Merchant Cash Advance Repayment: How it Works
If you've considered a merchant cash advance, you already know that the amount of funds you receive will be based on your average credit card sales, and that you'll use future credit card sales to repay the advance, but you may not know exactly how that works.
The most common method of making cash advance payments is called "split funding." In order to do this, you will have to have your credit card processing done through one of our affiliated processing firms. Once that switch happens, a specific percentage of your daily volume (whatever was agreed to in your approval) will be automatically skimmed from your batch transaction at the end of each day.

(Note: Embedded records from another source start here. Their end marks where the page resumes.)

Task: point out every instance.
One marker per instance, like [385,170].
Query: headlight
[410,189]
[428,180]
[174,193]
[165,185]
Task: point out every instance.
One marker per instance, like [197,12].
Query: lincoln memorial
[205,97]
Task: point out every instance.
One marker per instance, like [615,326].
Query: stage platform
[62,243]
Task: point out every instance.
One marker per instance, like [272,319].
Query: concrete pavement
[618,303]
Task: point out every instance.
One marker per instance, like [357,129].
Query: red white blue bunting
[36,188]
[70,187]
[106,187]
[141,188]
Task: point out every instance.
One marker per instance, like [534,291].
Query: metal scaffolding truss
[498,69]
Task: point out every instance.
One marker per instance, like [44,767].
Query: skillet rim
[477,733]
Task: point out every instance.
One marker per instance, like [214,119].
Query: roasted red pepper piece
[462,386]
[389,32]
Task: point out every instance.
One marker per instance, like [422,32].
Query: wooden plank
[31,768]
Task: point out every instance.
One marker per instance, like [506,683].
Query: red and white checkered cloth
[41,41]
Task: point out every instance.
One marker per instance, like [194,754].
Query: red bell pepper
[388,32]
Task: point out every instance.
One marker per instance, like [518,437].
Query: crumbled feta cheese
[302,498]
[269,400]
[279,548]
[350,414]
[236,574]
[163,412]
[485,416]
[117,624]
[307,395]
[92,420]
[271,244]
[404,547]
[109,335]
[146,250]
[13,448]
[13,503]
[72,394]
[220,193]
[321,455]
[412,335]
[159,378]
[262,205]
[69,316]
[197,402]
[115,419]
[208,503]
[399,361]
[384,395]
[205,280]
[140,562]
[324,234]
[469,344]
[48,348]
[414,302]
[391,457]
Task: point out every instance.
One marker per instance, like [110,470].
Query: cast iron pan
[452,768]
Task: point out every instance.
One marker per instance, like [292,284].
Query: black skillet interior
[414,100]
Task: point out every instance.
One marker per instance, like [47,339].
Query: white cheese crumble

While split funding is the most common repayment method, however, it's not the only alternative. Sometimes, changing your credit card processor isn't possible, or would be prohibitively expensive. That's why there are two alternative ways to make payments on your business cash advance, neither of which requires a change in credit card processing:
Lockbox: This repayment method doesn't actually use a physical box. Instead, you'll use a special bank account where your credit card settlements will be deposited. MerchantCashinAdvance.com will take its percentage (usually 15-20% of your daily batch), and then transfer the rest into your regular bank account. Some people refer to this method as "trust account" payment.
Fixed ACH: In this method of repayment, it's more like a conventional loan, in that your payments are averaged (but not amortized) over the expected repayment period, and then funds are deducted from your bank account either weekly or daily, via automatic clearing house / electronic funds transfer.
As you can see, at no time do you, the business owner, have to write a paper check or manually send a payment. By making all payments automatically, you can never be late. Even so, there is still a range of flexibility represented in these three payment options.